Amicale des Algériens en Europe (collection numérisée de périodiques)

1982-1985  

L'Amicale des Algériens éditait depuis 1962 une revue appellée L'Algérien en Europe. Lors de la X assemblée générale de l'association est décidée une refonte du journal, qui devient ainsi La Semaine de l'émigration. Le constat est que la situation a bien évolué depuis l'indépendance de l'Algérie, que vingt ans ont passé ainsi que les questions posées par l'émigration algérienne. Celle-ci est devenue beaucoup plus familliale, alors qu'elle était auparavant individuelle. De plus "Un régime de gauche arrive au pouvoir"[1].

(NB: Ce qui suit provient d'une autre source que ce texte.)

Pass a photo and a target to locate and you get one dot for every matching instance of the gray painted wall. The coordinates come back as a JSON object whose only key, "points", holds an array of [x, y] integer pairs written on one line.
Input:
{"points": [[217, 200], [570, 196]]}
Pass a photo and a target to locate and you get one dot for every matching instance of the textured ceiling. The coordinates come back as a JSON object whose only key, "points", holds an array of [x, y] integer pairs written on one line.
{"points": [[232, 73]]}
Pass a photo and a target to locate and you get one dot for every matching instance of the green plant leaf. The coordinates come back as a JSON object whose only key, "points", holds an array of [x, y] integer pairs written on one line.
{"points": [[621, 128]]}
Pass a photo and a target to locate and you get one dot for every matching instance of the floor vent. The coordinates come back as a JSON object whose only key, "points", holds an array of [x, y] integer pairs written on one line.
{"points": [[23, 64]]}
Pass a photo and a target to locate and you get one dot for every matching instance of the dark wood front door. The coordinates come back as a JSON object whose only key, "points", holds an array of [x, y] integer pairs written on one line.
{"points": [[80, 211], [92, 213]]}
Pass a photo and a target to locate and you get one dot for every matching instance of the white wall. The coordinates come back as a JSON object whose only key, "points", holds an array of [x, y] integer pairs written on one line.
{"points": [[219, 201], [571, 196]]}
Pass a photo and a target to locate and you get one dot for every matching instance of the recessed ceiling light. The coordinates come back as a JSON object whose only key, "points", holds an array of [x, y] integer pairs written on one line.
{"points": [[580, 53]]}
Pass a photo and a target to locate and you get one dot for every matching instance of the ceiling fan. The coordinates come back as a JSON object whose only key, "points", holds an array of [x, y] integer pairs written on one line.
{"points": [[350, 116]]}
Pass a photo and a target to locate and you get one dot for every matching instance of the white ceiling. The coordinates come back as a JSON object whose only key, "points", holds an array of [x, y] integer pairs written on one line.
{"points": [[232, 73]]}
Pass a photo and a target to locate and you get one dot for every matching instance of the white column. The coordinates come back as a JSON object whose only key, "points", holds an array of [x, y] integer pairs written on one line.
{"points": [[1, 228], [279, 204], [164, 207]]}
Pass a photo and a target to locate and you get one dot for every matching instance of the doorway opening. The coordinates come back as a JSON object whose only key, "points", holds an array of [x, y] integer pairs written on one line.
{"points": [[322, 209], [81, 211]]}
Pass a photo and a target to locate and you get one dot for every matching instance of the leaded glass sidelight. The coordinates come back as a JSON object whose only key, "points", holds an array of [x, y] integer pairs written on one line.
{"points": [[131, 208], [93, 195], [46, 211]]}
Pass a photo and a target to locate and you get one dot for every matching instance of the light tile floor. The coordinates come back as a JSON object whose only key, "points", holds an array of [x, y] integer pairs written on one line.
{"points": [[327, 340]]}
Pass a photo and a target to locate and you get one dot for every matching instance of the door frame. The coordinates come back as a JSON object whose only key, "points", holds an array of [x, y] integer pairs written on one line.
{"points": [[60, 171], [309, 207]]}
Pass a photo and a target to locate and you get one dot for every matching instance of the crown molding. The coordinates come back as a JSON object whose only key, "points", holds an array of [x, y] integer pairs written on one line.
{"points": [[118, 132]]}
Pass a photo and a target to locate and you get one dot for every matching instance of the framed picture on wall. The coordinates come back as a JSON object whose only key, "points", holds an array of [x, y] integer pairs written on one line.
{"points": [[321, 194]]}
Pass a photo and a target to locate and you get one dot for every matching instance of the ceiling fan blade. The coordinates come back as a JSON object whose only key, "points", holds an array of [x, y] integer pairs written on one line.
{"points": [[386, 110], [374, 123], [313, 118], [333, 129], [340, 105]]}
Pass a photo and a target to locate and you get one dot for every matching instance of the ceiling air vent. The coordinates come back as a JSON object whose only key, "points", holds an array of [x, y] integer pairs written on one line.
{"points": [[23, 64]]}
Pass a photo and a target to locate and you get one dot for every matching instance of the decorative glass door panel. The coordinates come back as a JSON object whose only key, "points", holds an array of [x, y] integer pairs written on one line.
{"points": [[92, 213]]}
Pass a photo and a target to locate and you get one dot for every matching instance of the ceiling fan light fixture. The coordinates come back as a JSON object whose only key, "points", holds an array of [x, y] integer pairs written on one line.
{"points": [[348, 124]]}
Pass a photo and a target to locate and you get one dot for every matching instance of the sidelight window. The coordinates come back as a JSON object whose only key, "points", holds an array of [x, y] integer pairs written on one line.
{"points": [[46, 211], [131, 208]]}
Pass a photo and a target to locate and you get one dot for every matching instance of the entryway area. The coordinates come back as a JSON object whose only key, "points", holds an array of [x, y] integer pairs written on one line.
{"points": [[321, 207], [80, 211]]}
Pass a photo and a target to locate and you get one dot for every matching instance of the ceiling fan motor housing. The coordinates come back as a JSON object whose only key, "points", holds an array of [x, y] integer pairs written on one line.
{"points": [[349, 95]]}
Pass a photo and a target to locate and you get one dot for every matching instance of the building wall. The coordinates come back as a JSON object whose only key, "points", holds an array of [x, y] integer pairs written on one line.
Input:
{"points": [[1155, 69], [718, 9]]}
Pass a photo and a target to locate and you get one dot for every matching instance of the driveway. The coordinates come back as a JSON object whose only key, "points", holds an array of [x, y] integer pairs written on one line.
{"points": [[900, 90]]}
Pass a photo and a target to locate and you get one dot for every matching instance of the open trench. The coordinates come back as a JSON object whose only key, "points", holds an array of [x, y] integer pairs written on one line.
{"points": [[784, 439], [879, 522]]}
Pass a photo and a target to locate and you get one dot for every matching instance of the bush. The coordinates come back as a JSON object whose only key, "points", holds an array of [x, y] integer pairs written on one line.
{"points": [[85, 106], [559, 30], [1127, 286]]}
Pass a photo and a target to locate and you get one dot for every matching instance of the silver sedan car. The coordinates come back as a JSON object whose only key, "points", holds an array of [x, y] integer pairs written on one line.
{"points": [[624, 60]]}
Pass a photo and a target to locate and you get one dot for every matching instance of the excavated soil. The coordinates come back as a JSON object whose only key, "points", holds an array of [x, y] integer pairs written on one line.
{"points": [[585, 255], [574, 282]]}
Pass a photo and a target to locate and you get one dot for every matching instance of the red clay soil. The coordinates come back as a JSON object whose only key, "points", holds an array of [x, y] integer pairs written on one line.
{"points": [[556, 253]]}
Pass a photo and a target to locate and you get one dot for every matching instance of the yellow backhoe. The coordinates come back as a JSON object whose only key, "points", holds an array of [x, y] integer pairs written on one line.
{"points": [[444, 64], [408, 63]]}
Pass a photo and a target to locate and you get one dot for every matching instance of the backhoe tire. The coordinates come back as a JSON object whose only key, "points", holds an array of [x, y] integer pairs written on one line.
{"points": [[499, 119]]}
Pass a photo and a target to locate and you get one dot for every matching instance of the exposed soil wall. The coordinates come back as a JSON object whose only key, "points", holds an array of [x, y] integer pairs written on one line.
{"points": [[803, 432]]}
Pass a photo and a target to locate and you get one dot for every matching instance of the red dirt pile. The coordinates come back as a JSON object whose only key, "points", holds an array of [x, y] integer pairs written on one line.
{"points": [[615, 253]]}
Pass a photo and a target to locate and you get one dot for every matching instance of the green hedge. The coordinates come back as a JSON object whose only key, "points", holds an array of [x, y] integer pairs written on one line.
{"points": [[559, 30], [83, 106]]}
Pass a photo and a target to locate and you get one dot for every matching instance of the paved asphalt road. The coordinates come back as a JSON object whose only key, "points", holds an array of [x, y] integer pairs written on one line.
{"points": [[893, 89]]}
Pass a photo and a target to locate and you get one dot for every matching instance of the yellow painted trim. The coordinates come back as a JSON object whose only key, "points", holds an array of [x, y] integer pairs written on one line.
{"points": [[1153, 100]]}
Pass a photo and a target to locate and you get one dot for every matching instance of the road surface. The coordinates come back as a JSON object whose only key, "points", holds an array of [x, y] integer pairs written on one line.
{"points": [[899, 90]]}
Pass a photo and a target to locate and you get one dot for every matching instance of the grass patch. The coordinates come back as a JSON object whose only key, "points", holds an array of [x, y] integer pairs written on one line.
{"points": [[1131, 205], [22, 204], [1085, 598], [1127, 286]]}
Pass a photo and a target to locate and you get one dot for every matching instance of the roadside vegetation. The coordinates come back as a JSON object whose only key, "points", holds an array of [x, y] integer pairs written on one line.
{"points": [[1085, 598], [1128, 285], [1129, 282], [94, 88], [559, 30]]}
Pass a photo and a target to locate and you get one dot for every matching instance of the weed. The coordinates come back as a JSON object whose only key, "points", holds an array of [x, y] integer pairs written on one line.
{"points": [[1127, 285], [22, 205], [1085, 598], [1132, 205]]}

Les nouveaux objectifs de la Semaine de l'émigration ont été de "sensibiliser [la] communauté aux problèmes de la réinsertion", "de donner "aux travailleurs immigrés une meilleure connaissance des conditions de la réinsertion"[2], et de "continuer la défense des droits des émigrés"[3].

[1], [2] et [3] : L'amicale des Algériens en Europe, La Semaine de l'émigration, n°1, p.3, 1982.

L'heure de vérité

1983-1995  

Magazine hebdomadaire d'actualités présenté par François-Henri de Virieu. Chaque semaine, il reçoit une ou deux personnalité(s) politique(s) qui est (sont) interrogée(s) par trois journalistes sur l'actualité politique. Autour de la thématique de l'immigration, on retrouve à plusieurs reprises Jean-Marie Le Pen, fondateur et président du Front national (sept fois), Charles Pasqua, ministre de l'Intérieur (six fois), Raymond Barre, économiste (trois fois). L'émission a reçu quelques personnalités étrangères ou qui ne font pas partie du personnel politique français comme le roi du Maroc Hassan II, en direct du palais royal de Rabat (1989), le chancelier allemand Helmut Kohl dans une émission délocalisée à Bonn ainsi que Sid Ahmed Ghozali, premier ministre d'Algérie (1991), Abdou Diouf, président du Sénégal et Rony Brauman, président de Médecins sans Frontières (1992), Edgar Morin, sociologue et l'abbé Pierre (1993), Henri d'Orléans, comte de Paris, prétendant au trône de France (1994).